A new study published in Autoimmunity Reviews by Professor Yehuda Shoenfeld, the Laura Schwarz-Kipp Chair for Research of Autoimmune Diseases at Tel Aviv University's Sackler Faculty of Medicine and Tel Hashomer, Head of Zabludowicz Center for Autoimmune Diseases at Chaim Sheba Medical Center, suggests that obesity is a primary factor behind autoimmune disorders such as Crohn’s disease and multiple sclerosis. Autoimmune diseases, in which the immune system attacks bodily tissues and systems rather than pathogenic invaders, affect 5-20% of the global community. According to this new research, obesity leads to a breakdown of the body's protective self-tolerance; creating an optimal environment for immunological chaos. Furthermore, chronic obesity generates a progressively pro-inflammatory environment that is likely to increase the disease's progression and hinder treatment applications. "We've been aware of a long list of causes of autoimmune disorders -- infections, smoking, pesticides, lack of vitamins, and so forth. But in the last five years, a new factor has emerged that cannot be ignored: obesity," said Shoenfeld. "According to the World Health Organization, approximately 35% of the global community is overweight or obese, and more than ten autoimmune diseases are known to be associated with increased weight. So it's critical to investigate obesity's involvement in the pathology of such diseases."
Shoenfeld conducted the study on mice diagnosed with multiple sclerosis, which were given a Mediterranean diet rich in unsaturated fats (promoting obesity). Interestingly, he found that Vitamin D deficiency was also a result of obesity, and once corrected, alleviated paralysis and kidney deterioration associated with the disorder. It also improved the prognosis and survival of the mice. "Modern life makes us all prone to Vitamin D deficiency," said Prof. Shoenfeld. "We live in labs, offices, and cars. When Vitamin D is secreted in fat tissue, it is not released into the body, which needs Vitamin D to function properly. Since Vitamin D supplements are very cheap and have no side effects, they are an ideal compound that should be prescribed to anyone at risk of a compromised immune system."
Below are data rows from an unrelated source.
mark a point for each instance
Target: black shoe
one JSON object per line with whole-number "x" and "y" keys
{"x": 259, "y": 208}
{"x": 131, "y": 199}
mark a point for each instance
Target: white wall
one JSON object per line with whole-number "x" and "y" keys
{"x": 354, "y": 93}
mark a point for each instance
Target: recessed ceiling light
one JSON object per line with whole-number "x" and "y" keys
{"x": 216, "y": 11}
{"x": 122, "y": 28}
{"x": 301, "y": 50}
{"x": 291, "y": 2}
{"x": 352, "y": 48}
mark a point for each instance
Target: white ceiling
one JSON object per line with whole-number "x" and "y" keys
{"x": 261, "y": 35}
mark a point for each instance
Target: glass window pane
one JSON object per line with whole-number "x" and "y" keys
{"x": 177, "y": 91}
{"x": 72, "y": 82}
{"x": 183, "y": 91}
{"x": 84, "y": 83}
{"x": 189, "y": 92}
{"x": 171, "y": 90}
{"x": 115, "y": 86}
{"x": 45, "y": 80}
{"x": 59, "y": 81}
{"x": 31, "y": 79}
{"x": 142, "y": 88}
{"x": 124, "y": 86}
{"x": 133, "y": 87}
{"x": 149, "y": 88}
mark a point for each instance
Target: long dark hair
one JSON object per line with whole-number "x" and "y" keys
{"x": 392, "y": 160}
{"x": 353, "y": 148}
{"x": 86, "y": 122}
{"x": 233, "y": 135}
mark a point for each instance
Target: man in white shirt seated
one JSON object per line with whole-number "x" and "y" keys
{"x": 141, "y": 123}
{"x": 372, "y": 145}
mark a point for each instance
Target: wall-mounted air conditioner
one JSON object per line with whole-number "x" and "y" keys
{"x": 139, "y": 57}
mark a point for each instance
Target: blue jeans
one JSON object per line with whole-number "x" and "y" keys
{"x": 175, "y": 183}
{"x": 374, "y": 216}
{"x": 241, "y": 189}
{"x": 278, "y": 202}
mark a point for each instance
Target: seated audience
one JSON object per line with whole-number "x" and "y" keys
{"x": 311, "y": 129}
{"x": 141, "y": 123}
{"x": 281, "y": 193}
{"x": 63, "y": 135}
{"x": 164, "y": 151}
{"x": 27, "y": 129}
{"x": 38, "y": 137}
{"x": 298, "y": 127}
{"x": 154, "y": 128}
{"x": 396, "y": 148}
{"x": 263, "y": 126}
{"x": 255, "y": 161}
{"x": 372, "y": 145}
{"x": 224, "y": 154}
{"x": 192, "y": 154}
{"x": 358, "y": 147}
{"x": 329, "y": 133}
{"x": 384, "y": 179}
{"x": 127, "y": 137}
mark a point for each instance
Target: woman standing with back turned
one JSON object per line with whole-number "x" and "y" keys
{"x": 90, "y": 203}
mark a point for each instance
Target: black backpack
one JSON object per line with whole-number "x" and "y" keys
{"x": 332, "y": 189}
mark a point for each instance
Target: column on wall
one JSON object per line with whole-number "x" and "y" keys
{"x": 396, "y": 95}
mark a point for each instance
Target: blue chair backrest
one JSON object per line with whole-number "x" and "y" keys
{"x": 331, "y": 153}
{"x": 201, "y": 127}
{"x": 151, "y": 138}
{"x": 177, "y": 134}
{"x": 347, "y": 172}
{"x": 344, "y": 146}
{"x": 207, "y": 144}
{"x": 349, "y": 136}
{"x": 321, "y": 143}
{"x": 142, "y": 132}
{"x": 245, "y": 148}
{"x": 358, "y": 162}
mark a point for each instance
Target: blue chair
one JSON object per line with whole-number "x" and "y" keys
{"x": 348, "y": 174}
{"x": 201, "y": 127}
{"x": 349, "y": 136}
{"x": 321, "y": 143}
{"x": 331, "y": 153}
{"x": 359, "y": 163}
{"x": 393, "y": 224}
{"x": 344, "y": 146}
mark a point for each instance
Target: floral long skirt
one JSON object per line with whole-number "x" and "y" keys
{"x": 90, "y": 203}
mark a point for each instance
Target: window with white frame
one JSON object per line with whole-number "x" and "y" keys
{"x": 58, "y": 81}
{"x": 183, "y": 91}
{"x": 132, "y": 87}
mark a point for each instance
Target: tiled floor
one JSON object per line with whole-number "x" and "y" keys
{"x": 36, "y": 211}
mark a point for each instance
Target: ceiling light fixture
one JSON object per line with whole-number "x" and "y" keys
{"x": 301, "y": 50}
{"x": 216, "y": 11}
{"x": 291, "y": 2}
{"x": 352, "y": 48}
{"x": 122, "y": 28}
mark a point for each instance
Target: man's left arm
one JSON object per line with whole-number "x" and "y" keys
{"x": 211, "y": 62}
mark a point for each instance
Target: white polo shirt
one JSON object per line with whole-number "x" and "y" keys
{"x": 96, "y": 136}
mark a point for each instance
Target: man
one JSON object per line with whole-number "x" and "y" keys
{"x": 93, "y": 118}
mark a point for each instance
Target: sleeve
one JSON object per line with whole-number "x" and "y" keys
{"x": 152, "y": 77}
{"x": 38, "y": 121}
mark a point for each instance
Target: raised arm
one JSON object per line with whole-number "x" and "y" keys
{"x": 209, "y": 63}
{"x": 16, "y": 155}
The team explained that the actions of adipokines (compounds secreted by fat tissue and involved in numerous physiological functions, including immune responses) also have a large part to play in the connection between obesity and immunological disease. Shoenfeld and his team conducted a separate systematic review of 329 studies on the relationship between obesity, adipokines, and immune-related conditions (in addition to their current study). "According to our study and the clinical and experimental data reviewed, the involvement of adipokines in the pathogenesis of these autoimmune diseases is clear," said Prof. Shoenfeld. When adipokines are dysfunctional (as promoted with obesity) they aid in the development of a pro-inflammatory environment as well as progressive metabolic inefficiency.